Maple Grove Senior High’s racial equity group, R.E.A.L. Talk, organized Monday’s March as a way to take a stand against racial injustice. Katya Cuthbert, a University of Minnesota student from Maple Grove, wanted to do her part to help.
“Maple Grove is actually 85 percent white,” Cuthbert said. “And being a white woman, I have a lot of white privilege, and even if it’s something you’re not conscious of, it’s our part to learn about it and learn how to help, and learn how to stand up for my friends who are of color.”
It’s a message she hopes people in the city hear loud and clear.
Blocking traffic to get their message across
To get the word out, this youth-led march blocked traffic along busy streets, echoing a scene that’s played out throughout Minneapolis and other major cities around the world over the past two weeks.
“I think oftentimes we say the children are the future, but they are the present,” said Sharla Foster, an adult helping with the event. “They see what’s happening right now.
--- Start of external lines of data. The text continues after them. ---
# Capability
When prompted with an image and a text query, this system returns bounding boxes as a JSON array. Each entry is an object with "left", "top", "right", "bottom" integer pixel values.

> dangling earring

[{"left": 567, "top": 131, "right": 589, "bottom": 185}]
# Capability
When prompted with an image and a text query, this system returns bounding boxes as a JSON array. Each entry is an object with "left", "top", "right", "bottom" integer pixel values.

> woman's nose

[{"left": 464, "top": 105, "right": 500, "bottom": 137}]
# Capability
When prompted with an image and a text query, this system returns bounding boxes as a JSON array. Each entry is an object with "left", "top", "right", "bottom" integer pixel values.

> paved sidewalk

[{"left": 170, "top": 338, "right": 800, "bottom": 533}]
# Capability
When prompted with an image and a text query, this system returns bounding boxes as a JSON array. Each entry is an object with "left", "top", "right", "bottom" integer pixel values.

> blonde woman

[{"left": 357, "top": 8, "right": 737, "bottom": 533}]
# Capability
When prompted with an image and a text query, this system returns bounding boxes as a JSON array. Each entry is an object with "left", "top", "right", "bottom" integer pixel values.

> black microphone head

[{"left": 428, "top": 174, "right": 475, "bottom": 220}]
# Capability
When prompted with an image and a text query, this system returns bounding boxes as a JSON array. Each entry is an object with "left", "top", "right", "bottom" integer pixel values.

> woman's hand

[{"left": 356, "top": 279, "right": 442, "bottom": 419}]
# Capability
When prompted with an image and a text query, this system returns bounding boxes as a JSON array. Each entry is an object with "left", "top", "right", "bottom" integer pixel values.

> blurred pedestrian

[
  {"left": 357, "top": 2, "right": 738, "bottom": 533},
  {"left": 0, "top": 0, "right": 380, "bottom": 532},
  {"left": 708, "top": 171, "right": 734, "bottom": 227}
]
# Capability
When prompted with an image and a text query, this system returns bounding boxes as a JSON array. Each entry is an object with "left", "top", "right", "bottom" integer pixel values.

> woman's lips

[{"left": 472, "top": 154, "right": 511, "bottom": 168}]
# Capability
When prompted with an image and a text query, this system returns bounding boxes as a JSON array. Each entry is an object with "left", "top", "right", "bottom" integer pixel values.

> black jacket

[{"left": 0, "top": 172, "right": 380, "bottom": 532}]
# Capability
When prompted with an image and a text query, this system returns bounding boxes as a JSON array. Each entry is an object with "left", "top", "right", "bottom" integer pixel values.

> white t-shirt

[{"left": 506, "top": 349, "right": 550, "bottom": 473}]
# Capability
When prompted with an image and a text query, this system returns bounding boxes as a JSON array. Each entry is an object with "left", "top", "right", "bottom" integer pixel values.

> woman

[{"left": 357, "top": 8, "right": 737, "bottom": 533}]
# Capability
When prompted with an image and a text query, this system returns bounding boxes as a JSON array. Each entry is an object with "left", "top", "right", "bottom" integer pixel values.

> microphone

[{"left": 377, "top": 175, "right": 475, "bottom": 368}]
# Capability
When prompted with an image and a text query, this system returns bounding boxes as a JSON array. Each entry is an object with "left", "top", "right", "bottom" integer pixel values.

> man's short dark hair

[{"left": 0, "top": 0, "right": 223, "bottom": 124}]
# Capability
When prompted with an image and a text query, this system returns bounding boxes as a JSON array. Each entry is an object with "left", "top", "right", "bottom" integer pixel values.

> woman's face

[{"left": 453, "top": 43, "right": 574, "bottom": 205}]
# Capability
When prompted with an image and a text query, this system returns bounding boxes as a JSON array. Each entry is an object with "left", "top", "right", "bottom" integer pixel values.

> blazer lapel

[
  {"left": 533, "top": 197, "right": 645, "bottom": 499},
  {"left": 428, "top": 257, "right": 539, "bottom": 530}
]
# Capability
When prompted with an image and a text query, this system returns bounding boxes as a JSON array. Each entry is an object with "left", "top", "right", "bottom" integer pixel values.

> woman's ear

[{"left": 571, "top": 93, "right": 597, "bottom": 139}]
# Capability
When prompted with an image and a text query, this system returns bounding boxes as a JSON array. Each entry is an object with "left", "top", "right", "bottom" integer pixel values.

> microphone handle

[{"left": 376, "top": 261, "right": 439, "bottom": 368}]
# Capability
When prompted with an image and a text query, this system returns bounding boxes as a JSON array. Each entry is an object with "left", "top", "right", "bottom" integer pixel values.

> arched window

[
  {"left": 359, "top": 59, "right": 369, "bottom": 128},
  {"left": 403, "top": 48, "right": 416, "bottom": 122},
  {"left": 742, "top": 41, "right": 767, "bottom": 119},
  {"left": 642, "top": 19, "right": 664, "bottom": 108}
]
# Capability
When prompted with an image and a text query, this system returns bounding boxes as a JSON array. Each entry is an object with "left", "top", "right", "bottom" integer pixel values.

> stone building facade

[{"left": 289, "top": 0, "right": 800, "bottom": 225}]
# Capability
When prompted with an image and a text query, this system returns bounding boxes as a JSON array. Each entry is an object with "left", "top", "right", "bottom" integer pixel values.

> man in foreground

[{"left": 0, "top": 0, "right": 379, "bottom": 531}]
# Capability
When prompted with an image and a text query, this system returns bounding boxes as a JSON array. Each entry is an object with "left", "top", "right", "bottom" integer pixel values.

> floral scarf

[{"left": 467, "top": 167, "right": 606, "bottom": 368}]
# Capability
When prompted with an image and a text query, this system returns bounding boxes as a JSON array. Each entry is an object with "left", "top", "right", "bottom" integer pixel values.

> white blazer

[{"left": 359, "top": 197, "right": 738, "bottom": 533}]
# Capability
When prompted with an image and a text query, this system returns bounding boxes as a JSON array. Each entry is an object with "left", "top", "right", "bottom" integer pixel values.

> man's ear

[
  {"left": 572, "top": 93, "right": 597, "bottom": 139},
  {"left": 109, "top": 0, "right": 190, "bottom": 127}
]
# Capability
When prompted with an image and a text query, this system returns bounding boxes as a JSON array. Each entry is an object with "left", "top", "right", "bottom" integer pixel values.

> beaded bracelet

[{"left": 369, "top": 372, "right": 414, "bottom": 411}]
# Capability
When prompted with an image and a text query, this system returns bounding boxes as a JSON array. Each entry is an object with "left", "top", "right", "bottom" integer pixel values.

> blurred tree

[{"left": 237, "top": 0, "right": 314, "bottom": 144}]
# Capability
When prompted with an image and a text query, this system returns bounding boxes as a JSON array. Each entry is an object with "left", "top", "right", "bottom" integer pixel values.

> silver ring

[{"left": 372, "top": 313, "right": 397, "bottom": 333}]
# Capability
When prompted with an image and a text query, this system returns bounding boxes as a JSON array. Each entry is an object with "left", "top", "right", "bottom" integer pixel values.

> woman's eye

They have voices that we need to be listening to. We’re expecting them to be the ones to take care of my generation.”
On Monday, those voices made the case that, although Maple Grove is far from the epicenter of the civil unrest, residents shouldn’t sit silent.
“Silence is part of the problem,” said Owusu, the Maple Grove senior. “I want the white community to feel comfortable to speak up, and not feel like what they’re saying isn’t authentic.”
After making a one-and-a-half mile, peaceful march through the streets of Maple Grove, it all ended at the town green for an afternoon of art, poetry and songs.